I'm currently reading Groundswell, which as well as laying out a sensible approach towards social media decision-making, has lots of great international case studies of what mainly well-known brands are doing. It's giving me lots of great insights.
But, perhaps as a European working in a second language outside my own country, I'm always more intrigued by examples from 'my own backyard.' So I was pleased to be invited along yesterday to Weblounge in Nuremberg, Germany, to meet more of those in my area who are interested in, active in, or even better willing to share their experiences in doing social media. This view was shared widely as the cool venue at b2 was a packed house. Attracting so much interest was a great result for the organisers, Publicis Corporate Publishing and NIK, the association for the IT and communications sector in Nuremberg.

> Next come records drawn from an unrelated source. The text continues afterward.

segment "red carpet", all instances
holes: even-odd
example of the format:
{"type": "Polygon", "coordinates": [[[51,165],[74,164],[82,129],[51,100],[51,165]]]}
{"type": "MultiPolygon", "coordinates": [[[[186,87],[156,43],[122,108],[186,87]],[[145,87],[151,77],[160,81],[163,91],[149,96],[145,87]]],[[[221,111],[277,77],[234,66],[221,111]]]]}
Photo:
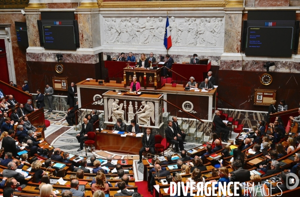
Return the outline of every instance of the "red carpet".
{"type": "Polygon", "coordinates": [[[150,192],[147,190],[147,182],[146,181],[136,182],[136,186],[138,186],[138,192],[144,197],[153,197],[150,192]]]}

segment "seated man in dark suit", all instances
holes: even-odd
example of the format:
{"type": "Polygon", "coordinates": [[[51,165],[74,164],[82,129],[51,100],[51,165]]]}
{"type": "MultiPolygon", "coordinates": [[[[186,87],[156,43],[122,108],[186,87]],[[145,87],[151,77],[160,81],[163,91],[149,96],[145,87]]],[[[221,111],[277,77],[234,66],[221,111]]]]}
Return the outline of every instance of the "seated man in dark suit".
{"type": "Polygon", "coordinates": [[[166,154],[166,161],[164,161],[162,162],[162,166],[170,165],[171,164],[175,164],[176,163],[176,161],[172,160],[172,155],[170,153],[166,154]]]}
{"type": "Polygon", "coordinates": [[[122,119],[120,118],[118,118],[116,119],[116,122],[114,124],[114,131],[125,131],[125,127],[126,127],[126,124],[123,122],[122,119]]]}
{"type": "Polygon", "coordinates": [[[286,175],[288,173],[288,172],[282,172],[280,174],[280,182],[282,184],[278,184],[276,187],[272,187],[271,190],[271,194],[273,196],[274,194],[277,193],[281,193],[282,195],[282,192],[287,191],[288,188],[286,187],[286,175]]]}
{"type": "Polygon", "coordinates": [[[117,186],[119,190],[121,191],[121,192],[115,194],[115,197],[131,197],[134,193],[134,192],[128,192],[127,191],[126,189],[126,183],[122,181],[118,182],[117,186]]]}
{"type": "Polygon", "coordinates": [[[199,89],[204,89],[206,90],[212,90],[214,89],[214,85],[212,85],[212,82],[208,81],[208,79],[206,78],[204,80],[204,81],[200,83],[199,89]]]}
{"type": "Polygon", "coordinates": [[[195,53],[192,55],[192,58],[190,58],[190,63],[192,64],[199,64],[200,61],[200,60],[198,59],[198,55],[195,53]]]}
{"type": "Polygon", "coordinates": [[[4,156],[4,160],[0,160],[0,165],[7,167],[8,163],[12,161],[12,154],[9,152],[6,152],[5,156],[4,156]]]}
{"type": "MultiPolygon", "coordinates": [[[[182,138],[182,142],[184,142],[186,134],[180,129],[179,125],[178,125],[178,122],[177,121],[177,117],[176,116],[173,116],[172,117],[172,120],[173,121],[173,122],[172,122],[172,127],[173,127],[173,129],[175,130],[176,132],[177,132],[177,136],[182,138]]],[[[186,144],[186,143],[184,142],[184,144],[186,144]]]]}
{"type": "Polygon", "coordinates": [[[212,153],[216,153],[216,152],[220,151],[223,148],[223,147],[222,147],[222,145],[221,145],[221,142],[218,139],[216,139],[216,140],[214,140],[214,144],[216,144],[216,146],[212,150],[212,153]]]}
{"type": "Polygon", "coordinates": [[[254,147],[253,147],[253,151],[255,151],[255,154],[254,155],[248,155],[248,159],[252,158],[252,157],[254,157],[262,153],[260,152],[260,145],[259,144],[256,144],[256,145],[254,145],[254,147]]]}
{"type": "Polygon", "coordinates": [[[224,122],[220,116],[221,115],[220,111],[218,110],[216,110],[214,111],[214,117],[213,123],[214,124],[214,132],[218,134],[220,137],[221,133],[223,133],[224,135],[222,137],[222,141],[225,143],[227,142],[227,137],[229,134],[229,128],[226,127],[227,124],[224,122]]]}
{"type": "Polygon", "coordinates": [[[59,148],[56,148],[54,149],[53,154],[51,156],[51,160],[56,161],[56,162],[62,162],[64,158],[60,155],[62,151],[59,148]]]}
{"type": "Polygon", "coordinates": [[[244,183],[250,181],[250,171],[242,169],[240,161],[234,160],[232,165],[234,171],[230,174],[229,179],[230,182],[244,183]]]}
{"type": "Polygon", "coordinates": [[[78,109],[78,101],[76,102],[76,105],[73,107],[72,110],[68,110],[68,114],[66,117],[66,120],[68,124],[68,126],[70,127],[73,126],[75,123],[75,111],[78,109]]]}
{"type": "Polygon", "coordinates": [[[111,155],[108,155],[106,156],[106,160],[108,161],[108,163],[102,165],[102,166],[106,166],[108,168],[116,168],[116,165],[112,164],[112,156],[111,155]]]}
{"type": "Polygon", "coordinates": [[[186,151],[182,150],[181,153],[181,158],[179,158],[178,160],[181,160],[182,162],[186,162],[190,160],[190,157],[186,155],[186,151]]]}
{"type": "Polygon", "coordinates": [[[266,174],[262,176],[262,178],[274,175],[280,172],[282,170],[280,169],[279,162],[278,161],[273,160],[271,162],[271,170],[267,170],[266,174]]]}
{"type": "Polygon", "coordinates": [[[172,121],[168,121],[168,126],[166,127],[166,128],[164,130],[166,138],[166,140],[170,143],[174,144],[176,153],[180,154],[181,153],[179,151],[178,145],[180,151],[182,151],[184,148],[182,139],[177,136],[177,132],[173,129],[172,127],[172,121]]]}
{"type": "Polygon", "coordinates": [[[212,85],[216,85],[216,79],[212,76],[212,72],[208,71],[206,78],[208,79],[208,81],[212,82],[212,85]]]}
{"type": "Polygon", "coordinates": [[[8,99],[6,101],[10,104],[10,105],[8,105],[9,108],[14,107],[18,104],[18,101],[14,99],[14,98],[12,95],[8,96],[8,99]]]}
{"type": "Polygon", "coordinates": [[[162,167],[159,164],[156,164],[154,168],[156,169],[156,173],[152,175],[151,181],[150,182],[150,190],[151,190],[151,194],[153,193],[153,186],[155,185],[156,177],[164,177],[170,175],[170,171],[166,170],[162,170],[162,167]]]}
{"type": "Polygon", "coordinates": [[[38,148],[36,146],[33,146],[33,142],[32,140],[28,140],[27,141],[27,145],[25,148],[30,150],[31,155],[34,155],[36,153],[38,153],[38,152],[42,153],[44,147],[38,148]]]}
{"type": "Polygon", "coordinates": [[[77,151],[80,151],[84,150],[84,142],[88,138],[88,133],[94,131],[92,124],[88,123],[87,119],[84,118],[84,123],[82,125],[82,129],[80,133],[78,133],[76,135],[76,138],[77,138],[78,142],[80,143],[80,148],[77,151]]]}
{"type": "Polygon", "coordinates": [[[90,173],[90,170],[86,168],[86,161],[84,160],[82,160],[80,165],[80,168],[75,168],[74,171],[73,172],[76,172],[78,169],[82,169],[84,171],[84,173],[90,173]]]}

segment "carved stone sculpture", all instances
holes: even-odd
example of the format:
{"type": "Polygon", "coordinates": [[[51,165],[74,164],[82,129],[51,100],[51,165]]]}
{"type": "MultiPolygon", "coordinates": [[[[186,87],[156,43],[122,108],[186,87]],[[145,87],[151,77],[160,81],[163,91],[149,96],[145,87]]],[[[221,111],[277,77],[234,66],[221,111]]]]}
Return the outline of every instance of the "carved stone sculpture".
{"type": "Polygon", "coordinates": [[[144,106],[144,108],[141,111],[136,113],[136,114],[138,114],[138,123],[140,125],[149,125],[150,118],[151,118],[152,122],[154,123],[155,122],[154,104],[151,102],[148,102],[146,104],[145,101],[142,101],[142,105],[144,106]]]}
{"type": "Polygon", "coordinates": [[[112,122],[116,122],[116,119],[120,118],[123,122],[124,120],[124,110],[122,110],[123,104],[121,103],[119,106],[118,105],[119,100],[116,99],[114,101],[113,99],[110,99],[108,103],[108,120],[110,117],[112,118],[112,122]]]}

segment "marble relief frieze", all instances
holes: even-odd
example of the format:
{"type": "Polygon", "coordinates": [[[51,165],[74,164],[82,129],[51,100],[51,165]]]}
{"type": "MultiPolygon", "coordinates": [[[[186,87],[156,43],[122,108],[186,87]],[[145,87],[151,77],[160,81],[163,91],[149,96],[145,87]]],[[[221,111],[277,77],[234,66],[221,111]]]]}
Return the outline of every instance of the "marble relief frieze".
{"type": "MultiPolygon", "coordinates": [[[[166,17],[104,17],[106,44],[164,44],[166,17]]],[[[222,47],[223,17],[169,18],[172,46],[222,47]]]]}

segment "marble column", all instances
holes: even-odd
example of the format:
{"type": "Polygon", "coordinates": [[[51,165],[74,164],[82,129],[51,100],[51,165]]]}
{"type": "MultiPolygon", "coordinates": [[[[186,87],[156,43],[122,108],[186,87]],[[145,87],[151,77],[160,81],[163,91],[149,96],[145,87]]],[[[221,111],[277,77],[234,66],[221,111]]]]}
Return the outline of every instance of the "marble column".
{"type": "Polygon", "coordinates": [[[45,0],[29,0],[28,6],[26,9],[40,9],[46,8],[47,4],[45,3],[45,0]]]}
{"type": "Polygon", "coordinates": [[[82,0],[79,8],[98,8],[98,0],[82,0]]]}
{"type": "Polygon", "coordinates": [[[225,7],[224,53],[221,55],[220,69],[242,70],[240,54],[242,14],[244,8],[225,7]]]}

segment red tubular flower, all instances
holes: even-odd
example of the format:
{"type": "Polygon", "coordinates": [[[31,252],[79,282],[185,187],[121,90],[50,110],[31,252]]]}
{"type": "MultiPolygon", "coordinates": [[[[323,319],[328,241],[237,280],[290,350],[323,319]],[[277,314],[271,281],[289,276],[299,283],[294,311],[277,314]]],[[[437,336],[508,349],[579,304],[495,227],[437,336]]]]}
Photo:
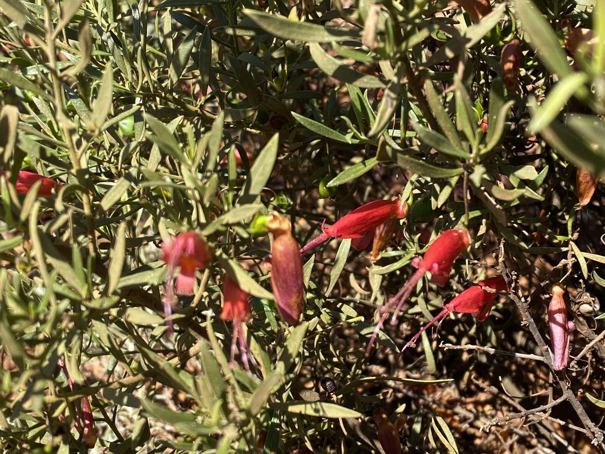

The theme was corporate blogging, and with an audience of very mixed experience levels, German blogger Robert Basic kicked off getting everyone acting out a minute in the life of the internet, a sort of 'chinese whispers' demonstration of how uncontrollable the blogosphere is. 10 out of 10 for interactivity and chaos factor, Robert, and 3 out of 10 for chosing me to represent the face of German mainstream media, Bild. Publicis director, Olaf Wolff then picked up the topic with an overview of some of the trends and challenges. Frozen goods firm Frosta, or rather its director, Felix Ahlers, then gave some really interesting insights on how it is using its respected corporate blog as a central part of its ongoing marketing and communications to promote the value of natural ingredients, and to compete as a relatively small German player in an extremely competitive market.
So while you may feel you need to jump on a plane to San Fransisco to find out the latest in social media (and I do wish I were at BlogHer at the moment!), often there's value to be got nearer to home. As is often the case, the biggest advantage of these types of events is having the chance to talk to other people about what they are doing (or trying to do), and to learn from each other. So I am hoping that future Weblounges will be more interactive, and less powerpoint presentation (a view shared by the back-channel on Twitter, and in chatting to other attendees).
As I write this, my London friends are enjoying a much more informal chance to meet up and discuss issues at the Tuttle Club (wouldn't mind being there either!), and it would be great to see this sort of format in my back yard too (if it doesn't already exist!)